Adult vertebrate skeletal muscle has a remarkable capacity for regeneration after injury and for hypertrophy and regrowth after atrophy. In 1961, Alexander Mauro suggested that satellite cells, which lie between the sarcolemma and basement membrane of myofibres, could be adult skeletal muscle stem cells. Subsequent cell transplantation and lineage-tracing studies have shown that satellite cells, which express the Pax7 transcription factor, can repair damaged muscle tissue, but are these cells essential for muscle regeneration and other aspects of muscle adaptability? In this issue, four papers investigate this long-standing question.
On p. 3639, Chen-Ming Fan and colleagues report that genetic ablation of Pax7+ cells in mice completely blocks regenerative myogenesis after cardiotoxin-induced muscle injury and after transplantation of ablated muscle into a normal muscle bed. Because Pax7 is specifically expressed in satellite cells, the researchers conclude that satellite cells are essential for acute injury-induced muscle regeneration but note that other stem cells might be involved in muscle regeneration in other pathological conditions.
Anne Galy, Shahragim Tajbakhsh and colleagues reach a similar conclusion on p. 3647. They report that local depletion of satellite cells in a different mouse model leads to marked loss of muscle tissue and failure to regenerate skeletal muscle after myotoxin- or exercise-induced muscle injury. Other endogenous cell types do not compensate for the loss of Pax7+ cells, they report, but muscle regeneration can be rescued by transplantation of adult Pax7+ satellite cells alone, which suggests that Pax7+ cells are the only endogenous adult muscle stem cells that act autonomously.
On p. 3625, Gabrielle Kardon and colleagues confirm the essential role of satellite cells in muscle regeneration in yet another mouse model. They show that satellite cell ablation results in complete loss of regenerated muscle, misregulation of fibroblasts and a large increase in connective tissue after injury. In addition, they report that ablation of muscle connective tissue (MCT) fibroblasts leads to premature satellite cell differentiation, satellite cell depletion and smaller regenerated myofibres after injury. Thus, they conclude, MCT fibroblasts are a vital component of the satellite cell niche.

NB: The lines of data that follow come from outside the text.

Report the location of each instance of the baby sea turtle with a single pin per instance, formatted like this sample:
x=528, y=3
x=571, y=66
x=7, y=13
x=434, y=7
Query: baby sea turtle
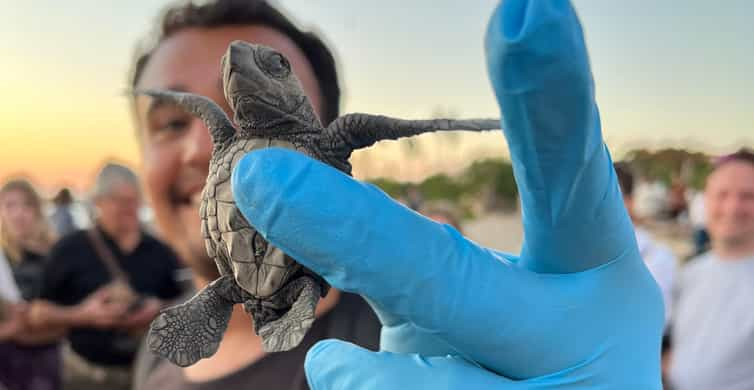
x=270, y=110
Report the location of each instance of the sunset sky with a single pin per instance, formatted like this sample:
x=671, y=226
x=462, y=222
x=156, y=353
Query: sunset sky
x=670, y=73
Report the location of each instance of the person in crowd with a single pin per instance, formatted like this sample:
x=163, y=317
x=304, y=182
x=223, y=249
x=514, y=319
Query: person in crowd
x=30, y=359
x=104, y=285
x=713, y=319
x=442, y=213
x=62, y=216
x=660, y=259
x=176, y=148
x=699, y=235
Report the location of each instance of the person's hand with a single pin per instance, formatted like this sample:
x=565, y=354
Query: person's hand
x=577, y=309
x=100, y=310
x=13, y=322
x=142, y=316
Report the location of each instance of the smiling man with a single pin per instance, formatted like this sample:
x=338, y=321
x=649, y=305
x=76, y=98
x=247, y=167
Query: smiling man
x=713, y=322
x=176, y=149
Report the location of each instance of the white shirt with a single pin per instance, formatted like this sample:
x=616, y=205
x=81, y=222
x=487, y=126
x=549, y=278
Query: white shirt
x=8, y=288
x=713, y=325
x=662, y=263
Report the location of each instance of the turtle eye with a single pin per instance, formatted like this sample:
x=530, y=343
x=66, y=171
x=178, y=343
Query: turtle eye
x=276, y=65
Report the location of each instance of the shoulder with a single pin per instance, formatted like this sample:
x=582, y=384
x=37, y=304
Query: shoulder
x=70, y=244
x=697, y=268
x=155, y=244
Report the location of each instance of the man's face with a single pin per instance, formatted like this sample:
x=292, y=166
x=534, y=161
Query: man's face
x=176, y=147
x=119, y=208
x=17, y=213
x=729, y=204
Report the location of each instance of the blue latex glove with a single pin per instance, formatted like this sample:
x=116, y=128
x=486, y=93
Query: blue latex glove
x=577, y=309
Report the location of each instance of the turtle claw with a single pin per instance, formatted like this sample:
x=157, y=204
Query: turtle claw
x=191, y=331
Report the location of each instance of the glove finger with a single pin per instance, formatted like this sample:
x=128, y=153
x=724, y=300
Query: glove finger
x=336, y=365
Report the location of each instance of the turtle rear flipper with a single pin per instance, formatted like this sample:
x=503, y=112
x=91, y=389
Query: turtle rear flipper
x=298, y=300
x=191, y=331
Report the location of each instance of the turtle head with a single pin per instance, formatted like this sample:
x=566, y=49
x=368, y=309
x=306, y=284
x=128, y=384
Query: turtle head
x=261, y=88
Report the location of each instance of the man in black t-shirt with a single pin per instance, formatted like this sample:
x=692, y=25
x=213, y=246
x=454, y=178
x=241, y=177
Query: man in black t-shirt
x=130, y=273
x=176, y=148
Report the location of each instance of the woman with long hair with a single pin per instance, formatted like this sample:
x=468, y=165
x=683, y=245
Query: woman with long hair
x=30, y=359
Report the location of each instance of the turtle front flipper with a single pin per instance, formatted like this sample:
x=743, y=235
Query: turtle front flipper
x=298, y=300
x=191, y=331
x=357, y=131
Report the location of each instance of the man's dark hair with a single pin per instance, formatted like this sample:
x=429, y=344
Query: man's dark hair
x=625, y=178
x=744, y=155
x=220, y=13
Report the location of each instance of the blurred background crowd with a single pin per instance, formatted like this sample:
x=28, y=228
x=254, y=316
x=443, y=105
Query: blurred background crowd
x=85, y=268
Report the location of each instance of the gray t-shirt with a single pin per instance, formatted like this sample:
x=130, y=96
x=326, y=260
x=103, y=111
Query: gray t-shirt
x=713, y=325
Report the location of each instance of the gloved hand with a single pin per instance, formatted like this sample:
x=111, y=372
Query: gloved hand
x=577, y=309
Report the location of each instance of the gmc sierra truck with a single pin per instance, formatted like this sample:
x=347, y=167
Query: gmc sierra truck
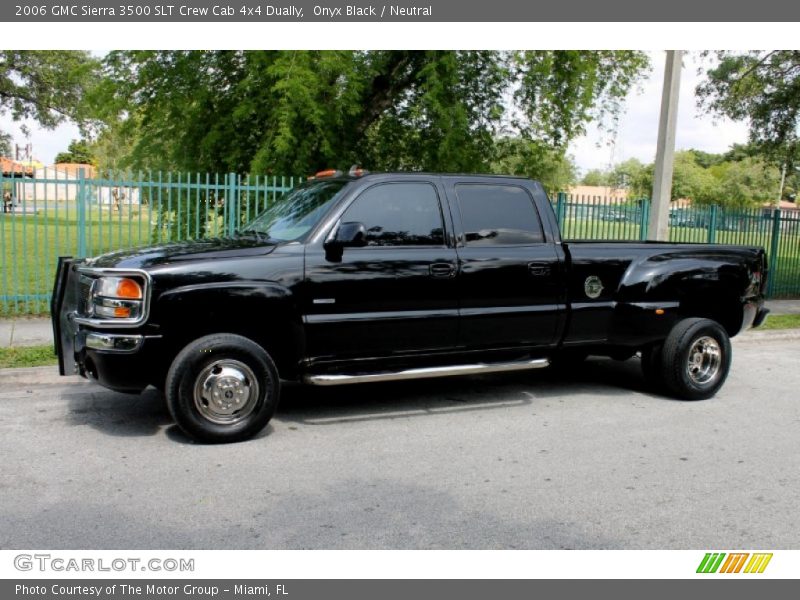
x=391, y=276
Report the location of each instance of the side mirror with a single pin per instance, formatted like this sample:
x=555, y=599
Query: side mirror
x=350, y=234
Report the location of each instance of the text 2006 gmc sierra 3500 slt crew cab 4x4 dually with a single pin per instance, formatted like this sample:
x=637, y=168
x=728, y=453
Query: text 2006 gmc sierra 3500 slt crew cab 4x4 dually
x=389, y=276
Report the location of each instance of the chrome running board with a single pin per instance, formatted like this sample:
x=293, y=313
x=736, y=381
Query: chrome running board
x=448, y=371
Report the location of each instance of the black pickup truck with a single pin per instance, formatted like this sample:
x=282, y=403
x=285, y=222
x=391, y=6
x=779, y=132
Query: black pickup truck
x=383, y=277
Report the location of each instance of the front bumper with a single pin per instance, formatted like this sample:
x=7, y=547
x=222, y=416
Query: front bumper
x=125, y=361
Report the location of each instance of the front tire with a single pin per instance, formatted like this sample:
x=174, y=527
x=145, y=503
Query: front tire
x=696, y=359
x=222, y=388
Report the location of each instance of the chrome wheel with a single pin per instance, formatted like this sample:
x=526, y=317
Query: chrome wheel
x=704, y=361
x=226, y=391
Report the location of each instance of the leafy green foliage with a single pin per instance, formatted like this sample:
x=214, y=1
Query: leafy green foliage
x=295, y=112
x=78, y=151
x=762, y=88
x=735, y=179
x=5, y=144
x=516, y=156
x=44, y=85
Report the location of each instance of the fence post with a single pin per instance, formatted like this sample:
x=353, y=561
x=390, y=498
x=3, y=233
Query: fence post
x=644, y=219
x=773, y=251
x=561, y=207
x=81, y=198
x=712, y=225
x=231, y=200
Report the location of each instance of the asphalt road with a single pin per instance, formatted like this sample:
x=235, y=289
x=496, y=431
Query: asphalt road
x=534, y=460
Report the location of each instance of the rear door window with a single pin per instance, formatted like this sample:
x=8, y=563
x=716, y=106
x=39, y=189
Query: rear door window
x=498, y=215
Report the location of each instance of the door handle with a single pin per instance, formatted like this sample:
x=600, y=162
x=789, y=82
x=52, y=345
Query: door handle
x=538, y=269
x=442, y=270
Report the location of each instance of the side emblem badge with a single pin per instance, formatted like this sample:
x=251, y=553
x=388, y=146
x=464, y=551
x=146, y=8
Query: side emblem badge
x=593, y=287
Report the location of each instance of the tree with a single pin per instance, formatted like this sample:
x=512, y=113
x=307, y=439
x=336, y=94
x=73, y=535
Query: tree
x=293, y=112
x=78, y=151
x=762, y=88
x=44, y=85
x=596, y=177
x=5, y=144
x=516, y=156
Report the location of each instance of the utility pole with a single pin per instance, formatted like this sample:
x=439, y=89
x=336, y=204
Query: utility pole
x=658, y=228
x=780, y=190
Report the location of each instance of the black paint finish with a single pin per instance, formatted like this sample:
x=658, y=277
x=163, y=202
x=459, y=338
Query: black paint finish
x=373, y=307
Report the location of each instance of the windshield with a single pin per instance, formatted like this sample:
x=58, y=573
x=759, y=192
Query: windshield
x=293, y=216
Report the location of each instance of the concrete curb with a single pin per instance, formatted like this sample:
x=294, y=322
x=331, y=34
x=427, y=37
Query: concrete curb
x=771, y=335
x=49, y=375
x=36, y=376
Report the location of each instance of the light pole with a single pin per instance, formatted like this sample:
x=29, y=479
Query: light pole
x=658, y=227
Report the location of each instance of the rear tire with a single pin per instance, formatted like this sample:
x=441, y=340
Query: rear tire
x=222, y=388
x=696, y=359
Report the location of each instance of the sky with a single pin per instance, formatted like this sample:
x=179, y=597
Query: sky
x=636, y=136
x=638, y=128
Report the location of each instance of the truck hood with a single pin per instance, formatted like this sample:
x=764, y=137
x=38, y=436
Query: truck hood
x=175, y=252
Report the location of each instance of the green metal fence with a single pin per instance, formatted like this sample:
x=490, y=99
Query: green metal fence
x=601, y=218
x=56, y=214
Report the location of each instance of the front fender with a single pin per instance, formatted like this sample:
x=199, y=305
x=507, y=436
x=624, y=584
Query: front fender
x=265, y=312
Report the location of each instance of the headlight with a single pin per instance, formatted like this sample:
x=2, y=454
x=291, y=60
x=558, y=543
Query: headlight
x=116, y=298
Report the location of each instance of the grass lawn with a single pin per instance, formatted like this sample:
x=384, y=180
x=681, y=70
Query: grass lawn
x=30, y=244
x=37, y=356
x=27, y=356
x=781, y=322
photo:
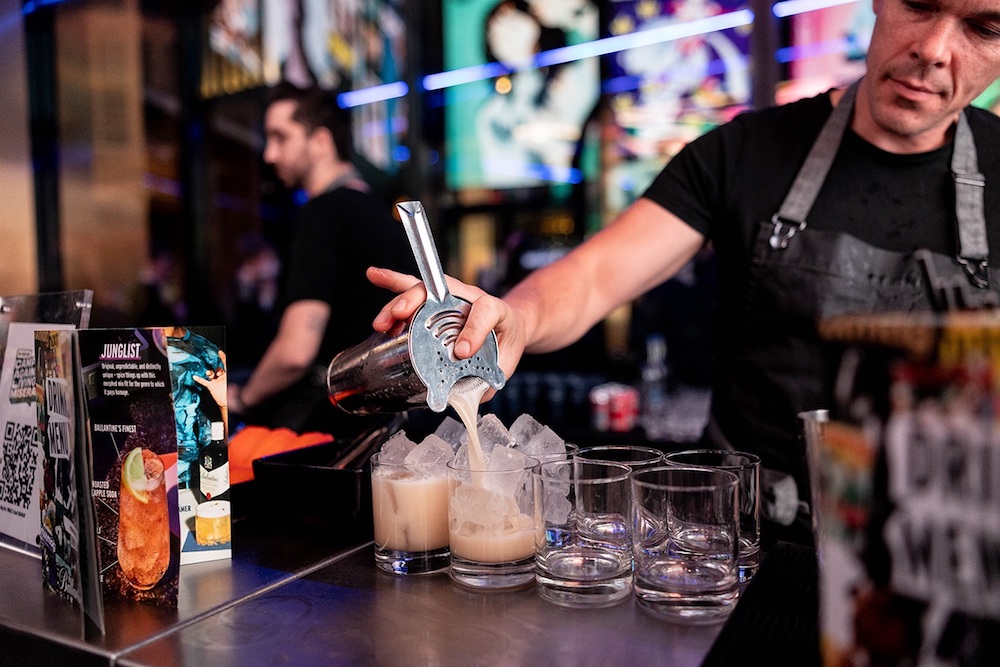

Finally, on p. 3657, Charlotte Peterson and colleagues investigate satellite cell involvement in muscle hypertrophy. By removing the gastrocnemius and soleus muscles in the lower limb of mice, the researchers expose the plantaris muscle to mechanical overload, which induces muscle hypertrophy. After two weeks of overload, muscles genetically depleted of satellite cells show the same increase in muscle mass and similar hypertrophic fibre cross-sectional areas as non-depleted muscles but reduced new fibre formation and fibre regeneration. Thus, muscle fibres can mount a robust hypertrophic response to mechanical overload that is not dependent on satellite cells.
Together, these studies suggest that satellite cells could be a source of stem cells for the treatment of muscular dystrophies but also highlight the potential importance of fibroblasts in such therapies. Importantly, the finding that muscle regeneration and hypertrophy are distinct processes suggests that muscle growth-promoting exercise regimens should aim to minimise muscle damage and maximise intracellular anabolic processes, particularly in populations such as the elderly where satellite activity is compromised.